In the solitary ground raised in its Cross Objection, the assessee has challenged the action of the ld. CIT(Appeals) in upholding the order of the Assessing Officer taking its status as Association of Person instead of partnership firm.
During the course of assessment proceedings, it was noticed by the Assessing Officer that the assessee-firm was constituted by two partners who are Hindu Undivided Family. He held that although HUF is a person for the purpose of Income Tax Act, it is not a juristic person for other purposes including the Partnership Act. He held that the HUF, therefore, cannot enter into a valid partnership and accordingly the status of the assessee-firm was taken by him as Association of Person for the purpose of completing the assessment for the year under consideration. On appeal, the ld. CIT(Appeals) upheld the order of the Assessing Officer on this issue by relying, inter alia, on the decision of the Hon’ble Supreme Court in the case of Agarwal & Company –vs.- CIT reported in 77 ITR 10, wherein it was held that HUF cannot be a partner in a firm under the Indian Partnership Act, 1932.

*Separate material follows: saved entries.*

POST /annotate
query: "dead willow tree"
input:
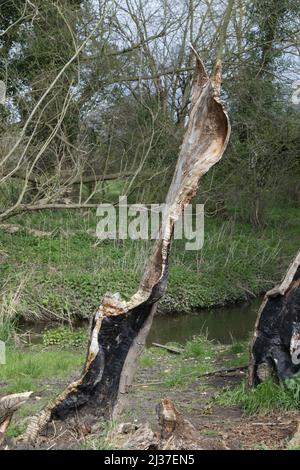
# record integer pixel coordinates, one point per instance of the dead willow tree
(277, 331)
(119, 328)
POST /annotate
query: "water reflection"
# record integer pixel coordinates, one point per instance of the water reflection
(222, 324)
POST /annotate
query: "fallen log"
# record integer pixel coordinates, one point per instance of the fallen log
(119, 328)
(276, 340)
(169, 348)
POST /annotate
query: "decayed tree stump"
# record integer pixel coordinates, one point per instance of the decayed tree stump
(176, 432)
(8, 405)
(119, 327)
(276, 339)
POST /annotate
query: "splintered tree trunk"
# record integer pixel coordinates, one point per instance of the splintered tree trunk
(119, 328)
(276, 339)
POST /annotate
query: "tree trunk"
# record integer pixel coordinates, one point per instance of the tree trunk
(276, 339)
(119, 328)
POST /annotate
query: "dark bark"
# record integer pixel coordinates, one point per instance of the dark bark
(120, 328)
(277, 331)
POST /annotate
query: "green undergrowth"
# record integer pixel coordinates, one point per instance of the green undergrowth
(266, 398)
(64, 276)
(28, 369)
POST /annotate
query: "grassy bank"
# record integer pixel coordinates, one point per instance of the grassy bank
(218, 404)
(63, 275)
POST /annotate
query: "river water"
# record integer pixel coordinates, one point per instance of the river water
(221, 324)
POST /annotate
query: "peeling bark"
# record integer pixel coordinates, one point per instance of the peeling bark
(277, 330)
(119, 328)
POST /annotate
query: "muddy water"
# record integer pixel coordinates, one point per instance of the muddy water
(222, 324)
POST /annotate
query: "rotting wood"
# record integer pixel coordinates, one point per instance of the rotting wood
(8, 405)
(119, 328)
(276, 340)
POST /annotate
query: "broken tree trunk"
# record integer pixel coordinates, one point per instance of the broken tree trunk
(276, 339)
(119, 328)
(8, 405)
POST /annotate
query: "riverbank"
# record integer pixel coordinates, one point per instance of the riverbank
(225, 414)
(59, 271)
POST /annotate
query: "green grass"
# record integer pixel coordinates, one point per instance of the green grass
(263, 399)
(25, 369)
(64, 277)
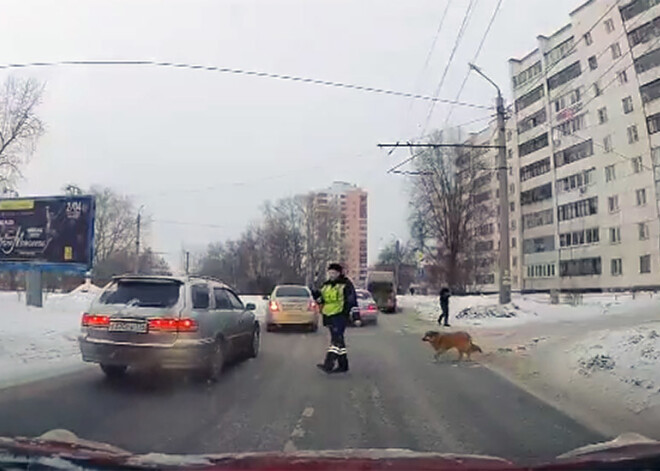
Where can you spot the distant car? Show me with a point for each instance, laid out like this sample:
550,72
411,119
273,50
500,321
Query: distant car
367,307
190,323
292,305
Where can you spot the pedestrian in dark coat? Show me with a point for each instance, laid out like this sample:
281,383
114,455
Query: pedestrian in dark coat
444,306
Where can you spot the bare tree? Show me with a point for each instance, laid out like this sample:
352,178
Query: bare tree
115,229
449,207
20,127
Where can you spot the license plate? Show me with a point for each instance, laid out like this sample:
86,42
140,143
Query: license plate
127,326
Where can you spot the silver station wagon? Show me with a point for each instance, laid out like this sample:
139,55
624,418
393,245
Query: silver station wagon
190,322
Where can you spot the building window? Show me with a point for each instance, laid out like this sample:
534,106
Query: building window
597,90
585,236
627,105
647,61
571,126
610,173
615,235
653,123
535,169
651,90
644,33
530,98
580,267
560,51
588,40
539,218
533,145
613,203
535,195
527,75
539,244
578,209
609,25
532,121
643,230
564,76
640,196
545,270
574,153
577,180
636,7
633,135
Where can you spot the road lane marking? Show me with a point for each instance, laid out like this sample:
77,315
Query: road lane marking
298,431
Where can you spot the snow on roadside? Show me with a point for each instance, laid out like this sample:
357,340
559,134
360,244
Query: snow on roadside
484,311
623,359
39,341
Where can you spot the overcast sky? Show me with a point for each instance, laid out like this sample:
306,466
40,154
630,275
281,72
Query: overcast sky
202,150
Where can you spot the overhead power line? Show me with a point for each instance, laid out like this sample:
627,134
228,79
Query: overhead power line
253,73
475,58
457,42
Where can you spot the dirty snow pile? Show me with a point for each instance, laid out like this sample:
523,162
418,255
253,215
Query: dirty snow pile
489,311
484,311
37,342
629,357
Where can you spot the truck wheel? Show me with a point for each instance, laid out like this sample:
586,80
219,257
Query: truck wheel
113,371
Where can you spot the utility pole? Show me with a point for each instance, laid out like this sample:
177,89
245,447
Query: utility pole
138,220
502,171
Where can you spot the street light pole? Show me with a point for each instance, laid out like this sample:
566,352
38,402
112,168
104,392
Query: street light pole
138,220
505,270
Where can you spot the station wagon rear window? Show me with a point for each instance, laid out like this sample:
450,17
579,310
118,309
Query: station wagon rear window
292,292
142,293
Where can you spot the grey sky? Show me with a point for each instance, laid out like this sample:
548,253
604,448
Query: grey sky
207,148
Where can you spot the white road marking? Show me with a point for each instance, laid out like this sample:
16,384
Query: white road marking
298,431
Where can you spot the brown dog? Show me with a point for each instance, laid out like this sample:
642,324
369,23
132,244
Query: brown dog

I.T.A. No. 1136/KOL./2015 Assessment year: 2012-2013 & C.O. No. 51/KOL/2015 (in Assessment Tear: 2012-2013 Page 6 of 7
I have heard the arguments of both the sides and also perused the relevant material available on record. The ld. counsel for the assessee has raised a new contention in support of the assessee’s case on this issue that the partners in the assesese-firm are not HUF, but Kartas of HUF in their individual capacities. He has contended that no HUF thus is a partner in the assessee-firm and since the Kartas of HUF are partners in their individual capacities, it is a valid partnership firm under the Partnership Law. Since this stand is taken by the assessee for the first time before the Tribunal, I consider it fair and proper and in the interest of justice to give an opportunity to the Assessing Officer to verify the same. I, accordingly, set aside the impugned order of the ld. CIT(Appeals) on this issue and restore the matter to the file of the Assessing Officer for deciding the same afresh in accordance with law after taking into consideration the new plea taken by the assessee for the first time before the Tribunal. The Cross Objection of the assessee is accordingly treated as allowed for statistical purposes.
In the result, the appeal of the Revenue is dismissed, while the Cross Objection of the assessee is treated as allowed for statistical purposes. Order pronounced in the open Court on October 04, 2016.